Top critical review
Not your average teenage fiction
on May 28, 2001
I do not usually read books from the so-called "teen fiction" genre, and the alleged theme of Blood and chololate did not entice me to buy the book at first. "Teenaged female werewolf trying to blend into her human life in the suburbs".It sounded like a low-budget Buffy the Vampire Slayer spinoff at first, but once I started reading it it seemed quite the opposite.
The main character Vivian, despite her superficial perfection, is a person many youths can relate to, and her increasing infatuation with the wonderfully poetic, romantic Aiden Teague is also no alien emotion to the average fifteen year old, either.
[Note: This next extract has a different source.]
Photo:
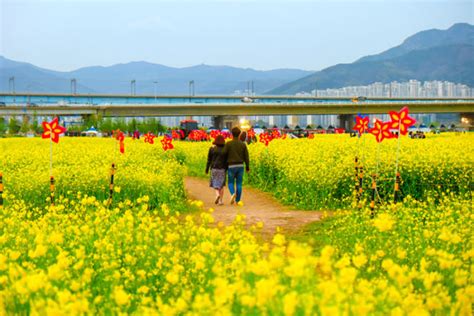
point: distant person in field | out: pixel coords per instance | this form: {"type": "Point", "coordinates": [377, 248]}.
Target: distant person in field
{"type": "Point", "coordinates": [237, 155]}
{"type": "Point", "coordinates": [216, 162]}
Near the beginning, Vivian strives both to be original in her artistic endeavours and to also be accepted into the student body and to make friends with at least someone.
Her human life is counter-reacting with who she really is, however, and that is a loup-garou. Her mother is putting increasing pressure on Vivian to become a prominent member of the Pack, if not then somebody's mate. The only youths her age are part of a dumb biker-gang that had no regards for order and women's rights, I'm afraid, and for her, Aiden is the sole refuge from her alternate life.
Klaus tells the storey with a wonderful fluid simplicity, and while the ending took a comprimising twist, Blood and Chocolate is a book well worth reading.